4. The Haunting of Bly Manor
The Haunting of Bly Manor is the second entry in Flanagan’s The Haunting anthology series, following The Haunting of Hill House. It centers on a young woman hired to work as a governess to two children living in the haunted Bly Manor, though she doesn’t realize it yet. Bly Manor hits a home run with a supernatural mystery plot and elements of romance that reveal that it is the people who live in Bly Manor that are truly haunted, not just the building.
3. Doctor Sleep
The Shining is one of the most iconic horror movies of all time, which is why many people were wary when a sequel was announced. Doctor Sleep follows the plot of the sequel book by acclaimed author Stephen King, but Flanagan was adamant about ensuring that the movie reflected Stanley Kubrick’s vision from the first movie. The result was a horror adventure that included elements of fantasy and drama while remaining true to the roots of The Shining, continuing and concluding Danny Torrance’s story.
2. Midnight Mass
Flanagan’s Midnight Mass was rated as one of the scariest shows of 2021, and rightly so. It is set in a small island town that gets shaken up when a new priest arrives and starts performing unexplainable miracles. Midnight Mass may come off as a simple vampire story, but it is much more than that. In this thrilling series, Flanagan examines the ways that religious ideologies can be harmful to people who believe blindly, and poses existential questions about God and faith.

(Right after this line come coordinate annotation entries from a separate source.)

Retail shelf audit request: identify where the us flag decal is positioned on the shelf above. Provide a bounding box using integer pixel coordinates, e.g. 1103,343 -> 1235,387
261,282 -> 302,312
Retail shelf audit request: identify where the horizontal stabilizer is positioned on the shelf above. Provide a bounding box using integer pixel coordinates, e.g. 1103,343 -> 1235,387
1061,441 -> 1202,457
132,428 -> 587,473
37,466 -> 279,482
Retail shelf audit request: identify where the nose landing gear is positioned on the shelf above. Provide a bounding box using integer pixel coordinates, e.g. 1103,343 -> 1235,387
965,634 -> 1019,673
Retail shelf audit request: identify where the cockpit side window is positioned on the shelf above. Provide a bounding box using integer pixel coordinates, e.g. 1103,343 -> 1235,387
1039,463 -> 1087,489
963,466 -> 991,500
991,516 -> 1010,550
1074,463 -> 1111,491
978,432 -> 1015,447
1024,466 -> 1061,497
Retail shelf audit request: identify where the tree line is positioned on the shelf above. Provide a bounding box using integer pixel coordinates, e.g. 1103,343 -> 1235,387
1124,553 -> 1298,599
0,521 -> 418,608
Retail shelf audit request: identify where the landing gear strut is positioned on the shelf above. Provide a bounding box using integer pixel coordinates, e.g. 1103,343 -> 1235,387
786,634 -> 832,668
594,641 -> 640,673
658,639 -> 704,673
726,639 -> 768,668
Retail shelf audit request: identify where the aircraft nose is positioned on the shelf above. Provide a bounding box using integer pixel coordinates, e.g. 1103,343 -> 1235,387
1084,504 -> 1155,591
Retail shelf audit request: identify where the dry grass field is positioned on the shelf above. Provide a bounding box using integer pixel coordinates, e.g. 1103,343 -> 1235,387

1. The Haunting of Hill House
The Haunting of Hill House is by far one of Flanagan’s best and most beloved works, and one of his most acclaimed projects. Due to its Netflix release, it reached a wide audience of people who may not have been previously interested in horror. The story follows a family who temporarily lived in a haunted house for years when the siblings were children and the traumas they left the house with. Hill House features non-linear storytelling that jumps back and forth between the past and the present – where the former inhabitants all come to realize that their time at Hill House affected them much more than they know.